5. Il résulte de l’instruction que, à la suite du dépôt de la demande de renouvellement du titre de séjour de M. B le 15 octobre 2024 par le biais du téléservice ANEF, les services de la préfecture des Hauts-de-Seine, saisis de l’instruction de cette demande, ont informé l’intéressé, par l’intermédiaire de ce téléservice, les 7 et 23 décembre 2024, qu’il devait produire des justificatifs de sa contribution à l’entretien et à l’éducation de ses deux enfants afin de compléter son dossier, n’ayant produit à l’appui de sa demande qu’une simple attestation de sa partenaire. Si M. B a répondu à ces demandes, le préfet des Hauts-de-Seine fait valoir, sans être sérieusement contesté, que l’intéressé a seulement fourni, à deux reprises, une attestation fiscale établie par la commune de Courbevoie en septembre 2023 au nom du requérant et de sa compagne, qui portait sur des frais de garde engagés au titre de l’année 2022 pour l’un de ses enfants seulement. Les pièces demandées par le service instructeur sont au nombre de celles mentionnées à la rubrique 30 de l’annexe 10 au code de l’entrée et du séjour des étrangers et du droit d’asile devant être produites à l’appui d’une demande d’un titre de séjour présentée en qualité de parent d’un enfant français. Il résulte de l’instruction que les seules pièces produites par le requérant ne rendaient pas possible l’instruction de sa demande. Ainsi qu’il a été rappelé au point précédent, le refus d’enregistrer une demande de titre de séjour dès lors que le dossier est incomplet ne saurait constituer une décision faisant grief. M. B a par ailleurs la possibilité déposer une nouvelle demande de titre de séjour. Par suite, dès lors que le dossier du requérant était incomplet, le courriel du 23 décembre 2024 par lequel le préfet l’a informé de la clôture de sa demande, qui ne constitue pas un refus de titre de séjour, ne saurait constituer une décision faisant grief à M. B.

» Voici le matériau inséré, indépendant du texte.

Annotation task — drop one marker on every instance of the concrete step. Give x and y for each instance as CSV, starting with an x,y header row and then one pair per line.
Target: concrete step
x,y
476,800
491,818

6. Il résulte de tout ce qui précède, sans qu’il y ait lieu de se prononcer sur la condition d’urgence ou l’existence d’un doute sérieux quant à la légalité de la décision attaquée, que les conclusions aux fins de suspension présentées par M. B ne peuvent qu’être rejetées, ainsi que, par voie de conséquence, ses conclusions aux fins d’injonction et d’astreinte et sa demande présentée au titre de l’article L. 761-1 du code de justice administrative
O R D O N N E :
Article 1er : La requête de M. B est rejetée.
Article 2 : La présente ordonnance sera notifiée à M. A B et au ministre de l’intérieur.
Copie en sera adressée au préfet des Hauts-de-Seine.
Fait à Cergy, le 19 février 2025.
Le juge des référés,
signé
S. Ouillon
La République mande et ordonne au ministre au ministre de l’intérieur en ce qui le concerne ou à tous commissaires de justice à ce requis en ce qui concerne les voies de droit commun contre les parties privées, de pourvoir à l’exécution de la présente décision.